By the grace of God, there emerged in America at that time a historic convergence of preachers and hearers, and no one in the New World had ever seen such dramatic results.

The Rise of Jonathan Edwards (1703–1758)

Few men were more instrumental in the First Great Awakening than Jonathan Edwards. Edwards was born in East Windsor, Connecticut, in 1703, into a family of well-educated and well-respected pastors and theologians. Edwards's father was a pastor, and his mother's father was the Reverend Solomon Stoddard, a famous pastor who shepherded the nation's largest and most influential church, in Northampton, Massachusetts, about eighty miles from Boston, and who saw God bring a series of small revivals to his congregation that foreshadowed the revivals to come.
[338]
Eventually, Edwards married Sarah Pierpont, the daughter of James Pierpont, a pastor and theologian who was the founder of Yale University.

Edwards himself was a brilliant young man. He graduated from high school at the age of thirteen and was immediately accepted to Yale. Four years later, in 1720, he graduated as the valedictorian of his class. After continuing his theological studies at Yale, he became an assistant pastor and understudy to his grandfather Stoddard. But it is unlikely that Edwards understood exactly what the Lord was going to teach him next.

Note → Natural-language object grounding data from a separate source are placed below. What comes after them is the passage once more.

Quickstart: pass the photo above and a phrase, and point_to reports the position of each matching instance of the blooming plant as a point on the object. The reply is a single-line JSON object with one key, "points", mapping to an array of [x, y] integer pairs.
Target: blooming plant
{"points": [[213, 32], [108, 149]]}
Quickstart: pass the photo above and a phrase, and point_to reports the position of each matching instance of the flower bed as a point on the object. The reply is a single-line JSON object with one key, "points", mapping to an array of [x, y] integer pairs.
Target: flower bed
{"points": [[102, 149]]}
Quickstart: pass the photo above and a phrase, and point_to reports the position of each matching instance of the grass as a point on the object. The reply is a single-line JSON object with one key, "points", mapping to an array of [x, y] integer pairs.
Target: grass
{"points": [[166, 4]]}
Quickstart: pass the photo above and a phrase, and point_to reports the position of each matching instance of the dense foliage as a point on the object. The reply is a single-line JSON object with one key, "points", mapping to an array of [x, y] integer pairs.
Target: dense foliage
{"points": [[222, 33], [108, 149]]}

“On Sunday evening, October 29 [1727], a terrible earthquake shook the homes of New Englanders, awakening many both physically and spiritually,” one historian noted. “This was followed by a long series of aftershocks, which kept the threat fresh in the minds of penitents. Immediately churches filled with seekers anxious to secure their salvation, lest they be caught unprepared for their own death.”
[339]
Remarked one layperson who survived the earthquake, “God has by the late amazing Earth-quake layd open my neglect before me that I see no way to escape. But by fleeing to Christ for refuge. God in that hour Set all my Sins before me. When I was Shaking over the pit looking every moment when the earth would open her mouth and Swallow me up and then must I have been miserable for ever & for ever.”
[340]
In towns throughout Massachusetts, churches continued to fill as people repented and gave their hearts to Christ.

The Lord used Reverend Stoddard to minister to people powerfully during this time, and his grandson was at his side to assist him. And three years before Stoddard went home to be with the Lord in 1729, the twenty-six-year-old Jonathan Edwards became senior pastor of Stoddard's church.

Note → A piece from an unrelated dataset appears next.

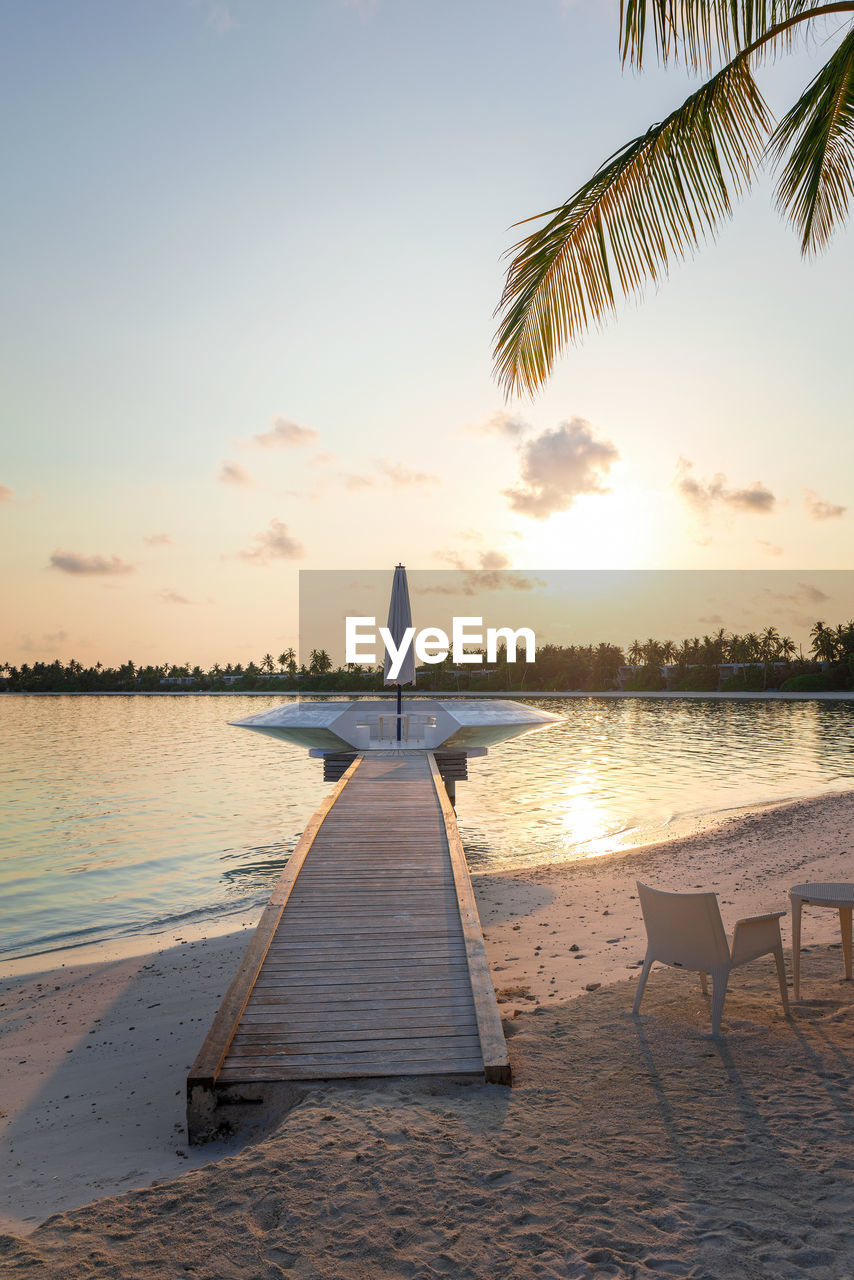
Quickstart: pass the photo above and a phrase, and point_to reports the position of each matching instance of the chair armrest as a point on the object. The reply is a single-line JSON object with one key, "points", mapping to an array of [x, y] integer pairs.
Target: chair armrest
{"points": [[757, 936], [758, 919]]}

Though relatively young and inexperienced, Edwards could see God was shaking his town and his community, both literally and spiritually. He could see the hunger people had to find forgiveness and redemption and to grow closer to Christ. Most importantly, he firmly believed the Scriptures spoke clearly of God's ability and desire to save many souls and reverse a nation's drifting from the Lord. He believed God's words from 2 Chronicles 7:14, when the Lord declared, “If my people, who are called by my name, will humble themselves and pray and seek my face and turn from their wicked ways, then I will hear from heaven, and I will forgive their sin and heal their land” (NIV). Edwards understood the similarities between what was going on around him and the spiritual revivals that occurred in the books of Ezra and Nehemiah, when the entire nation of Israel listened to the Word of God and repented of their sins. So Edwards began to pray that God would use him to effect great change, and he began to preach with the faith that the Lord would hear and answer his prayer.